Das Problem ist, Deutschland hat immer noch mehr Schulden als alle anderen EU Staat haben zu verstecken. Italien hatte ein 2011 Q1 Staatsverschuldung von 1,868 Billionen Euro war Deutschland ein 2011 Q1 Staatsverschuldung von 2,088 Billionen Euro, überprüfen EUROSTAT, Amtliche Statistik Amt der EU. Hören Sie nicht auf die Lügen Deutschland sagt, die EU gehen. Wieso sehen wir so was nie in Handelsblatt? Wir sehen nur wie doof die Amerikanner sind, und wie schlect alle andere länder sind, aber Deutschland? Im Juni sie haben geschrieben, Deutschland Wirtschaftswunder, und die economic dampflok der Deutschland heißt, bitte. Deutschland's wachstum hat schön gebremst in Q1, keine woll davon reden, Sie müssen immer Nummer 1 ins alles sein, das ist der grosste problem.

walt

25.08.2011, 07:54 Uhr

Und damit auch Griechenlands-2. ist auch vom Tisch.
Deutschland und Frankreich sind verantwortlich fuer diese Massengeldvernichtung in Griechenland.
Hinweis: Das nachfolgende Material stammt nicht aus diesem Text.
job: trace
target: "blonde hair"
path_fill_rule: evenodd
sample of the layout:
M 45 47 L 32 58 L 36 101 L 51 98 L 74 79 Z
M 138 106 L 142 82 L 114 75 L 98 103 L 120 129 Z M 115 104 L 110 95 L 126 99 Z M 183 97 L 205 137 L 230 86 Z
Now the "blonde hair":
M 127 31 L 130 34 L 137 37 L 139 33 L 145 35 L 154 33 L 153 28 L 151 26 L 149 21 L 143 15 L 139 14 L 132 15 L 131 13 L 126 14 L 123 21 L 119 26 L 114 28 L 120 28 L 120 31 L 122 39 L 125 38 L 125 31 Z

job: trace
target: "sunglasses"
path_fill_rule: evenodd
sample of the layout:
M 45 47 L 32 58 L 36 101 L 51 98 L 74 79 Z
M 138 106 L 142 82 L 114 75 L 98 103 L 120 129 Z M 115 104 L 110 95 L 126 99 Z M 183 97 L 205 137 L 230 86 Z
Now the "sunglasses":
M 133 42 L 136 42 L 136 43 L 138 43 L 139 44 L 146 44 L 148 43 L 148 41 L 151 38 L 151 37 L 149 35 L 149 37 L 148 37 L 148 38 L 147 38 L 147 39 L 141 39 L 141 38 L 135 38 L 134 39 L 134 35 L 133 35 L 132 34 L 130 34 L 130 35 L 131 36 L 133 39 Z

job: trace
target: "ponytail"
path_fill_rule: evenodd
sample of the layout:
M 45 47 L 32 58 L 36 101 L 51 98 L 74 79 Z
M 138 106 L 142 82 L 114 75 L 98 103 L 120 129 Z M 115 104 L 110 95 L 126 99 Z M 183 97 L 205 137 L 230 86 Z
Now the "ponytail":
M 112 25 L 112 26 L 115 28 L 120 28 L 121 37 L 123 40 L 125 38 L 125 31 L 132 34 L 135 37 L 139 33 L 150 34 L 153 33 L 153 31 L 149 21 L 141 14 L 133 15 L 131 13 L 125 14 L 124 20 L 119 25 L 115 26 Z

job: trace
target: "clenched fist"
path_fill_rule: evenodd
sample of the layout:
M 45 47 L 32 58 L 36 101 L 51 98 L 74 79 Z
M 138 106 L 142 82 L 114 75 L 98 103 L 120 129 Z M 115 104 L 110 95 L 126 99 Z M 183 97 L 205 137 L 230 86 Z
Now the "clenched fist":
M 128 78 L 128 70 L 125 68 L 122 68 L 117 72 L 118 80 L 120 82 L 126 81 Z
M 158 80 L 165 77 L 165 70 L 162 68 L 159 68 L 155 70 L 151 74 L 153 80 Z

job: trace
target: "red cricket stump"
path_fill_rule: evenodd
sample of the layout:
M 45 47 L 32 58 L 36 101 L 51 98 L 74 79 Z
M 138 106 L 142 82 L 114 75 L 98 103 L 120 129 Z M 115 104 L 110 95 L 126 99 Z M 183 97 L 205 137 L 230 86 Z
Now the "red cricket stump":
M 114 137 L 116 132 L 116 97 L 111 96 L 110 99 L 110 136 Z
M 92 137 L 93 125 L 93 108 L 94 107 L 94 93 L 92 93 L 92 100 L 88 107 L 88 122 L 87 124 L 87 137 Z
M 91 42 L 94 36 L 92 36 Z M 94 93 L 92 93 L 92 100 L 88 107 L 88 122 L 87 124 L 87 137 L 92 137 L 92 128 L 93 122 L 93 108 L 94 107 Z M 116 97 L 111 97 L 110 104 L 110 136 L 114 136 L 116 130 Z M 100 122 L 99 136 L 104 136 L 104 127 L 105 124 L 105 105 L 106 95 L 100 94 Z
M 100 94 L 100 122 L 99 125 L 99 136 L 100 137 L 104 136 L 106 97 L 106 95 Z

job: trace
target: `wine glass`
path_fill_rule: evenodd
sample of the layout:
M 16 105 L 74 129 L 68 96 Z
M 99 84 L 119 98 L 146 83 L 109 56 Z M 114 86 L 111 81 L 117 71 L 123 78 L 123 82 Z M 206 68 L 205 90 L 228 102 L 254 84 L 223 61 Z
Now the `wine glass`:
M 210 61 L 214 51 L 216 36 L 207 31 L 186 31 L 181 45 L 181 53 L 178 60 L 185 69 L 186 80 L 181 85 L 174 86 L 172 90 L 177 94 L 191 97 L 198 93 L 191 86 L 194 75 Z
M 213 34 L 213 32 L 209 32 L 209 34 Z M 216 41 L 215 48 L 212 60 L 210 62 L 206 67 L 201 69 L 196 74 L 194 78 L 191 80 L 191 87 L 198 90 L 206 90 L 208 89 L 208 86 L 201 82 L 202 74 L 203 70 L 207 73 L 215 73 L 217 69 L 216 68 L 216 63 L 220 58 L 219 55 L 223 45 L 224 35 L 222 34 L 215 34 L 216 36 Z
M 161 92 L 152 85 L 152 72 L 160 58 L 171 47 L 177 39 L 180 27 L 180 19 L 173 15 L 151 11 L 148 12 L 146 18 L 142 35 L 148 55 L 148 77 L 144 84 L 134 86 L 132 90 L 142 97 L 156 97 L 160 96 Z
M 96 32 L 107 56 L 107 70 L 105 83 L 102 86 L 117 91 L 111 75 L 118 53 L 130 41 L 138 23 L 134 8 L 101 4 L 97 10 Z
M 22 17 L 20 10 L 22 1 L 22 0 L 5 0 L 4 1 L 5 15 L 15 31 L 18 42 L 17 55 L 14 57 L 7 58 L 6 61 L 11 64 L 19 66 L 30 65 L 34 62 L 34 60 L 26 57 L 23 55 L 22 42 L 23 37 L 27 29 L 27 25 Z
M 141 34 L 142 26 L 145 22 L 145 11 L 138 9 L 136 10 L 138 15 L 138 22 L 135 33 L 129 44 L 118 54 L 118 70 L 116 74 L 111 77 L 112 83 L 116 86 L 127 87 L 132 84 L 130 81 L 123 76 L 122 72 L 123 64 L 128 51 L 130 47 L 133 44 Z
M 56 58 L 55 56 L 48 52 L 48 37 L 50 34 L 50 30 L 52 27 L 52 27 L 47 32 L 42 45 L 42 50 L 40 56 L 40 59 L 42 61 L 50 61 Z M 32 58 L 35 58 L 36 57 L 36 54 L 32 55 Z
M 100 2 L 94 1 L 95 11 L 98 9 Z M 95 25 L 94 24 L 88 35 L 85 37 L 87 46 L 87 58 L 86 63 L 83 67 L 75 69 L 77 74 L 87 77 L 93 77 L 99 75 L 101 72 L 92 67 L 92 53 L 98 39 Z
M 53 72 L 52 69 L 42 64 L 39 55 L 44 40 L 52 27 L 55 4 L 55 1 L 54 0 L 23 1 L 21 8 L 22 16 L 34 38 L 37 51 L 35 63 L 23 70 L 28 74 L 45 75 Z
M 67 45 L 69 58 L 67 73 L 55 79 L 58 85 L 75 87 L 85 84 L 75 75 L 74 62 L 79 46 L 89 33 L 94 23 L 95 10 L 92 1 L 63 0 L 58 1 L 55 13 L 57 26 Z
Bei der ersten Hilfe wurde argumentiert, wie alle gut verdienen auf Zinsdifferenz zwischen Zinsen fuer Griechen und eigenen. Jetzt ist es aber vorbei und Spanien und Italien zahlen mehr als von Grichen bekommen. Deutschland bekommt noch grosseren Zinsdifferenz als früher. Netto ist Deutschlands gewinn um 3 Miliarden EUR jährlich, bezahlt von anderen Helfern. Und desswegen vordern Italien&Co Euro-Bonds.

Petra

25.08.2011, 09:11 Uhr

Vermutung: Vielleicht zahlt/buergt Deutschland gegenüber Finnland für die Griechen?